For another, there is a limitation in the production system that it can only produce one queue item per frame (except commands; it can execute commands in the same frame as another queue item). The limitation reduces bookkeeping and simplifies the code. Usually, it makes little difference. When Steamhammer saves larvas to produce its first 3 pairs of zerglings, it hardly matters that the second and third pairs start a fraction late. But in the late game, occasionally there is a sudden need to produce many zerglings at a time when all the needed larvas are available (because production has been limited by gas). The last zerglings in the queue may be started over a game second later than they could have been, and that could affect the fight. It’s hardly a critical weakness, though. I’ll rework production eventually, but it is low on my priority list.

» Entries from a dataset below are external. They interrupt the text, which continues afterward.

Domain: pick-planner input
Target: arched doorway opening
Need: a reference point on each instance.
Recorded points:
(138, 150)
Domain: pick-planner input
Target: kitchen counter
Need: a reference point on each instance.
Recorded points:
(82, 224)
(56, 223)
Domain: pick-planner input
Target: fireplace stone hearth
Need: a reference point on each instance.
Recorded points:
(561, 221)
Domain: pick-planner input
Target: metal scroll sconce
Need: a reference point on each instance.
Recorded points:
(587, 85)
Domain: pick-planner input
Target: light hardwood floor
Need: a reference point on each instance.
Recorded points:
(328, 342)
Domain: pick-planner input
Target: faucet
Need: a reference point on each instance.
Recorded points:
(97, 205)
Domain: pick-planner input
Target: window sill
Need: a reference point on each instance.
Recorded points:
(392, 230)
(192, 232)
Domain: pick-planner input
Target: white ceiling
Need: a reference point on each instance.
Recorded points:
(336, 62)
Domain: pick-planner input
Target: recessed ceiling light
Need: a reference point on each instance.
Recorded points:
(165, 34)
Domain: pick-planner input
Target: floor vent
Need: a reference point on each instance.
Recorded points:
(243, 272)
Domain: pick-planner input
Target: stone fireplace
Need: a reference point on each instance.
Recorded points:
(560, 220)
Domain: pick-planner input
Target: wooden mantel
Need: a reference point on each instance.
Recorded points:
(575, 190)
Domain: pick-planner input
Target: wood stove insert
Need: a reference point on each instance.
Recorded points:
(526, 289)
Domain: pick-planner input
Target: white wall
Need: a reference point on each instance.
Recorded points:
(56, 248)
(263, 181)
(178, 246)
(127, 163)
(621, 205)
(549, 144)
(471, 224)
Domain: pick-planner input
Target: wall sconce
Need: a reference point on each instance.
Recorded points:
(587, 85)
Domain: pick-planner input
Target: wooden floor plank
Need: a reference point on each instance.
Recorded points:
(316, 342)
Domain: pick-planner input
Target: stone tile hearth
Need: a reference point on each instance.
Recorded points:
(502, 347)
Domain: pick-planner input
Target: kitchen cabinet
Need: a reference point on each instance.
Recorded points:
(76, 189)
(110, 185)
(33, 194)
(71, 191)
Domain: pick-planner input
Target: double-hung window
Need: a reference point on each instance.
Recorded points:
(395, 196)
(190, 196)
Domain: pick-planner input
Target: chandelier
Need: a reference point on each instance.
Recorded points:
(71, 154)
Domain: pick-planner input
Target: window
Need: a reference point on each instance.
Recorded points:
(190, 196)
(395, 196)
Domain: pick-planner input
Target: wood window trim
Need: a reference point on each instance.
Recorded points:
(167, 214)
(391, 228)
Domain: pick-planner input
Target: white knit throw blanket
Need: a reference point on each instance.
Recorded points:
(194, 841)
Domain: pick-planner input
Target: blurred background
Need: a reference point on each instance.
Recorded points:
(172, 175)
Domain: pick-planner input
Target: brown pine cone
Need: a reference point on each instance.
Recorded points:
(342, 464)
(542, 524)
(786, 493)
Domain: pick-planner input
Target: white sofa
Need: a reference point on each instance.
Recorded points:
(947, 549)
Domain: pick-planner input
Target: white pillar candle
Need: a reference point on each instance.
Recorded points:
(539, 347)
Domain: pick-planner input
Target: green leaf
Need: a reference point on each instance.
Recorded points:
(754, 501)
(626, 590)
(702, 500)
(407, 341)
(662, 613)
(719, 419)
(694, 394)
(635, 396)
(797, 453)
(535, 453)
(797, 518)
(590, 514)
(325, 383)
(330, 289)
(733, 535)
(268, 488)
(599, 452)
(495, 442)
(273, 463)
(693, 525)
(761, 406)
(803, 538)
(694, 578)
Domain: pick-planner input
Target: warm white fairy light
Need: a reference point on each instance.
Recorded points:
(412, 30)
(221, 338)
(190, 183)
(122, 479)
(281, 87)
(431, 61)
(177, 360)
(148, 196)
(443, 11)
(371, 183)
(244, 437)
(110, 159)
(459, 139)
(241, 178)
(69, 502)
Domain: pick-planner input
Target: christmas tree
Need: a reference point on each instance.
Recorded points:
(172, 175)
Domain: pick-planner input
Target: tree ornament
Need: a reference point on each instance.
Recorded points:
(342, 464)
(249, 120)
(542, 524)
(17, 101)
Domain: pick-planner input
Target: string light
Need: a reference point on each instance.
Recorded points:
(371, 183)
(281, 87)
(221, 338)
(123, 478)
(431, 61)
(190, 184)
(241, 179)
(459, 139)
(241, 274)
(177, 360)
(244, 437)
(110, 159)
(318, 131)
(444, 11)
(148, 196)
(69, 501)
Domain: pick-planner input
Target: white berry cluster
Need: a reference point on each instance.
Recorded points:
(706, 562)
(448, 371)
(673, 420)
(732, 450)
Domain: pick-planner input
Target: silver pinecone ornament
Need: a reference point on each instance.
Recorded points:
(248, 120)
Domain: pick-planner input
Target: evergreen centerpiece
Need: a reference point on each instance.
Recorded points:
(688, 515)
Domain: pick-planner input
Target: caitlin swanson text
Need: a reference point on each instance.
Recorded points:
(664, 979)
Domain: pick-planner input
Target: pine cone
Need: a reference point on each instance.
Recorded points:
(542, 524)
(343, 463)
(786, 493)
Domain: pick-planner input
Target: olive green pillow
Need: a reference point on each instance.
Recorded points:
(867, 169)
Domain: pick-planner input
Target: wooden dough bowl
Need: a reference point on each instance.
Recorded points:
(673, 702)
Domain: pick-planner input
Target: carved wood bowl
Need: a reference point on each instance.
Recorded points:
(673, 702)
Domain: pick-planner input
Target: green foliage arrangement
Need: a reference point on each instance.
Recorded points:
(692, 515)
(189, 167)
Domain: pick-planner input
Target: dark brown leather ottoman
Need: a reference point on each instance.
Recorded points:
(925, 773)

The big macro weakness is that Steamhammer does not plan ahead. It makes hatcheries and overlords at times decided by heuristics. The heuristics are not bad, but for hatcheries in particular it often ends up with too few or too many—commonly, too few and then it overcorrects and gets too many. It’s possible to do much better by predicting the needs of future production and adding hatcheries just in time. It could be tricky, because future production depends on how the game will go, which depends on the opponent’s play. Even if you knew exactly what combat unit mix you want (which you can’t be sure of), there’s a risk that you might lose drones and need to replace them, and drones are larva-intensive because they are cheap. But still, it’s definitely possible to do much better than Steamhammer’s current play. That change is sort of in the middle of my priority list.

Even the greatest strengths are not so great. It’s a hard game.